As you can see, the difference is noise at a level of -130 dB. This amplitude is WAY below the limits of any audio equipment and, as such, is inaudible.
Let’s make the comparison more dramatic, shall we? I’ve saved the 16-bit track again with a depth of 8 bits.
This time, we got a result. You can see some waviness in the difference. This makes sense, as an 8-bit file only has 256 possible amplitude levels, and a 1-volt waveform has a possible error of almost 2 millivolts. Let’s look at this in the spectral domain.
Now we have something audible. Not only can we see the 1-kHz waveform in the difference file at an amplitude of -70 dB, but we can see harmonics of that frequency at 1-kHz spacings to the upper limits of the file.
High-Resolution Audio Sounds Better
What have we learned about digital audio storage? First, each sample is infinitely small in the time domain and represents a level rather than a block. Second, there is no audible difference between a 16-bit and a 24-bit audio file. Third, 8 bits aren’t enough to accurately capture an analog waveform. What’s our takeaway? If we see marketing material that contends that a recording format with more than 16 bits of depth dramatically improves audio quality, we know it’s hogwash.

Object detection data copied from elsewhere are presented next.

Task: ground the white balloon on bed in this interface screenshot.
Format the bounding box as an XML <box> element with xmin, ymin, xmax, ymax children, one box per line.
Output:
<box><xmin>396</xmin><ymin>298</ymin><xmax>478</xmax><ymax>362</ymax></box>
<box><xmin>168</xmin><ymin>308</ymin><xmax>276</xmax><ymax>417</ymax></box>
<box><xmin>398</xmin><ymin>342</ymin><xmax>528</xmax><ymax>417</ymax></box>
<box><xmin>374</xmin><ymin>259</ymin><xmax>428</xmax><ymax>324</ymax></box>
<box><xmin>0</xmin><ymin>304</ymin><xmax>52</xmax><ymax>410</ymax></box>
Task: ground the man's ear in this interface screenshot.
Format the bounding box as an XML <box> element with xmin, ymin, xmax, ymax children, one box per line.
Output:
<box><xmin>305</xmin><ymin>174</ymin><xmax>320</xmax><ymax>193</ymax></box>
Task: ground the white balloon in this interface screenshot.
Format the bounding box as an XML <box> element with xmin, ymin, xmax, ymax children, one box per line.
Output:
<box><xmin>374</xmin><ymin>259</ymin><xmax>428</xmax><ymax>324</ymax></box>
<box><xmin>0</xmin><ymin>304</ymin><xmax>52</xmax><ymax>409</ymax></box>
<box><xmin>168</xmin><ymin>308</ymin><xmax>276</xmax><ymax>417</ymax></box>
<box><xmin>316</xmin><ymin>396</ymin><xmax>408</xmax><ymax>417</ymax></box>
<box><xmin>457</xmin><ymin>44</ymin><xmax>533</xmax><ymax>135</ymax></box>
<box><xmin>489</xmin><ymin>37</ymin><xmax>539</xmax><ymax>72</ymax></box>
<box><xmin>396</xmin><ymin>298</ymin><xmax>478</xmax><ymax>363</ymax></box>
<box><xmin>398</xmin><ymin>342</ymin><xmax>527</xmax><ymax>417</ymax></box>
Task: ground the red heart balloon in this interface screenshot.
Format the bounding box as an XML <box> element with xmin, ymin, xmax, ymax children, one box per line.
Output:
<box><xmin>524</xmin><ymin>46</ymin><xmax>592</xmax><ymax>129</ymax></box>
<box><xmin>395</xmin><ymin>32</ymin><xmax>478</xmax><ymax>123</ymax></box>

Wait, what about hi-res audio? Doesn’t it sound better than conventional CD quality? The answer is often yes. The reason isn’t mathematical, though. Sampling rates above the CD standard of 44.1 kHz can capture more harmonic information. Is this audible? Unlikely. Does having more than 16 bits of depth help? We’ve proven it doesn’t. So, why do hi-res recordings often sound better than older CD-quality recordings? The equipment used in the studio to convert the analog waveform from a microphone is likely decades newer and adds less distortion to the signal. If the recording is genuinely intended to be high-resolution, the quality of the microphone itself is better. Those are HUGE in terms of quality and accuracy.
A second benefit of higher bit-depth audio files is less background noise. When multiple sound samples are combined in software like Pro Tools, the chances of the background noise combining to become an issue are dramatically reduced.
The next time you shop for a car radio, consider a unit that supports playback of hi-res audio files. They sound better and will improve your listening experience. A local specialty mobile enhancement retailer can help you pick a radio that suits your needs and is easy to use.